A parable about summer romance that wasn't influenced by a Zooey Deschanel movie.
  
Editor's Note: One of my goals for the next few 
months is to try and produce one humorous short scene per week. I will 
be submitting all of these to the "Shouts and Murmurs" blog on The New Yorker Website and all the entries that don't make it (whether funny or not) will land here from time to time.

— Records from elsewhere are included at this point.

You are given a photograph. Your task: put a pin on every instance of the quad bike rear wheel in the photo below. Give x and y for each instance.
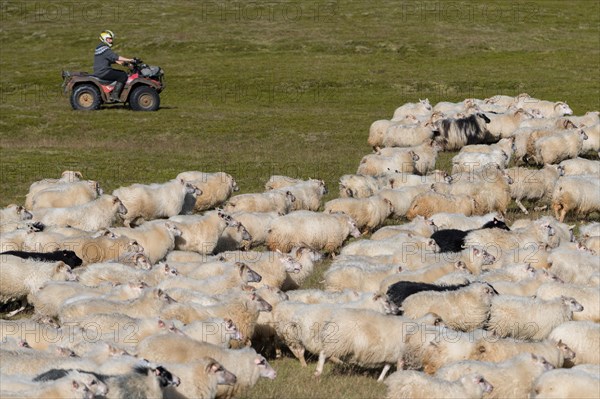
(86, 97)
(144, 98)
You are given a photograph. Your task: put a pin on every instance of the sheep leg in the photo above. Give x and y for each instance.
(400, 364)
(336, 360)
(522, 207)
(563, 213)
(298, 351)
(386, 368)
(15, 312)
(320, 364)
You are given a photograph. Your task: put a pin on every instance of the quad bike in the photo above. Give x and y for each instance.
(141, 91)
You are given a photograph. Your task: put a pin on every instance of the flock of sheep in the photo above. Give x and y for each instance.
(183, 289)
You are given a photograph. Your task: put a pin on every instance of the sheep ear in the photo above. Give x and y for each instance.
(60, 266)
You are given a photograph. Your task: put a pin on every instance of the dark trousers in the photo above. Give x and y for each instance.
(114, 74)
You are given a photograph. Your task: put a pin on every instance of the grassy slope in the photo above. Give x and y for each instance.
(291, 90)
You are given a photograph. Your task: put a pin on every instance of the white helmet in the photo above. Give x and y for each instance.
(105, 35)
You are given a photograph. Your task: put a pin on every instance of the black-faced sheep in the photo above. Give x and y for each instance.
(453, 134)
(453, 240)
(95, 215)
(65, 256)
(216, 188)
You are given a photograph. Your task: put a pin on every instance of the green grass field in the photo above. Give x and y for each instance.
(262, 88)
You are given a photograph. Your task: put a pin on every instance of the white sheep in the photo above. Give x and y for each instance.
(375, 165)
(307, 194)
(157, 238)
(402, 198)
(560, 146)
(345, 274)
(511, 378)
(214, 285)
(13, 217)
(465, 309)
(427, 153)
(575, 266)
(399, 180)
(565, 383)
(154, 201)
(527, 318)
(274, 267)
(488, 187)
(548, 109)
(147, 305)
(472, 161)
(358, 186)
(589, 119)
(20, 276)
(504, 125)
(593, 141)
(318, 231)
(270, 201)
(591, 229)
(99, 214)
(199, 379)
(70, 386)
(201, 233)
(216, 188)
(68, 176)
(406, 135)
(494, 349)
(48, 298)
(245, 364)
(276, 182)
(418, 226)
(583, 337)
(422, 108)
(580, 166)
(368, 213)
(429, 203)
(117, 273)
(379, 127)
(532, 184)
(241, 307)
(588, 297)
(450, 108)
(307, 258)
(66, 195)
(398, 246)
(414, 384)
(580, 194)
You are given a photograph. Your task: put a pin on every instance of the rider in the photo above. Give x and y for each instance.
(104, 57)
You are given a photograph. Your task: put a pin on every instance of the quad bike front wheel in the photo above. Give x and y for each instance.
(144, 98)
(86, 97)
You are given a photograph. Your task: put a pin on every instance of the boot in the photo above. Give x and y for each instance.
(114, 95)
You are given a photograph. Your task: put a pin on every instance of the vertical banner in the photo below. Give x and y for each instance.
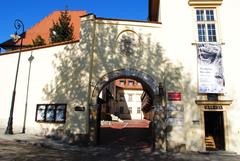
(210, 68)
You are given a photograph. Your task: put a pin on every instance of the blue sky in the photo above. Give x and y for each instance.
(32, 11)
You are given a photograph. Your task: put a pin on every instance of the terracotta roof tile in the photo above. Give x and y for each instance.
(42, 27)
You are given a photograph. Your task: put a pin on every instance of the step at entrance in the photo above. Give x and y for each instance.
(210, 143)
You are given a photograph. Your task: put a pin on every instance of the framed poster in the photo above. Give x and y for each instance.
(210, 68)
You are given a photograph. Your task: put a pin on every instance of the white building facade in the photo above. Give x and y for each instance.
(194, 42)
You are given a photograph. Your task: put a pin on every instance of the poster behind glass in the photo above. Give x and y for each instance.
(210, 68)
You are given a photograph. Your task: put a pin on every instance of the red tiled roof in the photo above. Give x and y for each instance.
(42, 27)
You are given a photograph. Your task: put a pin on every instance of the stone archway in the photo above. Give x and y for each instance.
(147, 81)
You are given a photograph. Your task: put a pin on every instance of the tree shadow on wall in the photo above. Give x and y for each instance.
(67, 87)
(72, 66)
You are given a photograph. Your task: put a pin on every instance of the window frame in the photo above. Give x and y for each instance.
(47, 108)
(205, 33)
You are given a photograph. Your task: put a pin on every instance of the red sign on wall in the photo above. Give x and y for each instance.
(174, 96)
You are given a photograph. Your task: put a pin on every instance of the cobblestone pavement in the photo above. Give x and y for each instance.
(116, 144)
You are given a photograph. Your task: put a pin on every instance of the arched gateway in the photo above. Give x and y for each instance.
(149, 85)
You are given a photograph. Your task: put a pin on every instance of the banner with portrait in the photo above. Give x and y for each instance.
(210, 68)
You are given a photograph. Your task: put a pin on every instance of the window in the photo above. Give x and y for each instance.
(138, 110)
(130, 109)
(206, 25)
(121, 97)
(121, 109)
(130, 97)
(122, 82)
(51, 113)
(130, 83)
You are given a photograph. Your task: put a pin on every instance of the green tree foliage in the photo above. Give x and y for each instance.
(38, 41)
(62, 30)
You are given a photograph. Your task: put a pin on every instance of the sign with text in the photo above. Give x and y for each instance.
(174, 96)
(210, 69)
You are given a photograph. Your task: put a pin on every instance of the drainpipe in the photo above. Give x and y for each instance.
(92, 18)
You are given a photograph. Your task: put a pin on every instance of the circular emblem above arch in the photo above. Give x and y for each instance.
(128, 42)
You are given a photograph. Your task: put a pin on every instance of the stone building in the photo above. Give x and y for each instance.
(184, 57)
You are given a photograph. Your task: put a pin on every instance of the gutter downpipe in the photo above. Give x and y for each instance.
(91, 117)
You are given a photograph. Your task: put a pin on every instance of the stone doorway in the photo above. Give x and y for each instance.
(149, 84)
(214, 130)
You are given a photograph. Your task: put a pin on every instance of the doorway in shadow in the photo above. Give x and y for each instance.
(125, 114)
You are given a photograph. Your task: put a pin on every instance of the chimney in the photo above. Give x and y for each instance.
(153, 10)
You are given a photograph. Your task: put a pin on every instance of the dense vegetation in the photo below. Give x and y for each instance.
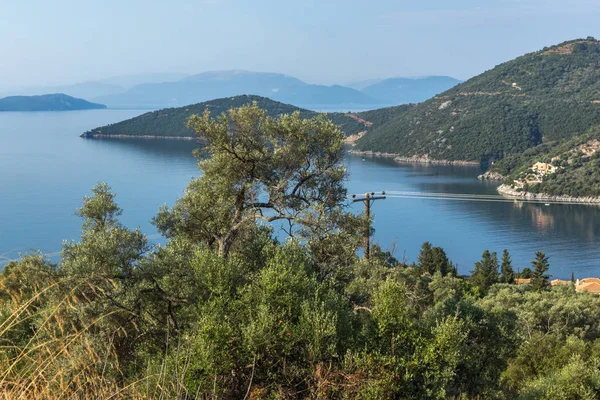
(171, 122)
(408, 90)
(226, 310)
(47, 102)
(577, 161)
(218, 84)
(548, 95)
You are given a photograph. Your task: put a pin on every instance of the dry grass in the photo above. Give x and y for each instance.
(46, 353)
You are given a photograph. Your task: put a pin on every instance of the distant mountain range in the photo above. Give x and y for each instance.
(408, 90)
(284, 88)
(171, 122)
(175, 90)
(48, 102)
(91, 89)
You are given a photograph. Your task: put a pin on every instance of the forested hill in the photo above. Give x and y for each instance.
(171, 122)
(47, 102)
(548, 95)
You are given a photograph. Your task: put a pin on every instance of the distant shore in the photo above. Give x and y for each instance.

Because it’s the summer, you and I made plans to have a fling. So, I 
quit my office job when they wanted me to work full days every Friday. I
 did it because you’re supposed to have Summer Fridays in the summer.
Since
 it’s the summer, now I have to work all the weekend shifts at my new 
cafĂ© job. I can’t ride the train with you to Montauk, which is where all
 of your friends are staying and eating lobster and fried fish—since 
that is where everyone goes in the summer.
Because it’s 
the summer, nobody tips on the weekends. No one is around for their iced
 coffees anyway. They’re all sitting in pop up pools or on beach 
shuttles or at amusement parks. Because it’s the summer, I can’t skip 
shifts and take rides with you to the Cape. And that’s what people do in
 the summer.
Since it’s the summer, I can’t get you to 
sleep at my place. I can’t afford an air conditioner, so I sweat without
 prejudice or relief through the night, half-listening to baseball games
 on the radio. In the morning I wake up stuck to my sheets, pillows on 
the floor, which is how some people sleep in the summer.
Because
 it’s the summer, I save my money and finally skip work one August 
weekend. I take a ferry with you to Fire Island. Because it’s the 
summer, we ride bikes and swim in the ocean. In the prolonged glassy 
twilight, we eat ice cream and you drop your strawberry waffle cone on 
the pavement. Then the teenage vendor smiles and gives you a free 
replacement, all because it’s summer.
And since it is 
summer, we camp on the sand beneath the stars. The waves crash the shore
 and you stop talking to kiss me. All of a sudden quitting my job over 
Summer Fridays and sweating and missing all the eastbound Jitneys was 
completely worth it. But since it is summer, I wake up covered in poison
 ivy—you aren’t allergic.
However, because it is summer, 
all of a sudden it’s over. The leaves surprise me in the streets and my 
pockets are full of tips. With my white window curtain lapping in the 
breeze, I can finally sleep through the night, which is what you do when
 you’re done with summer.
And now that it’s fall, I don’t care about you anymore. You weren’t very good to me in the summer.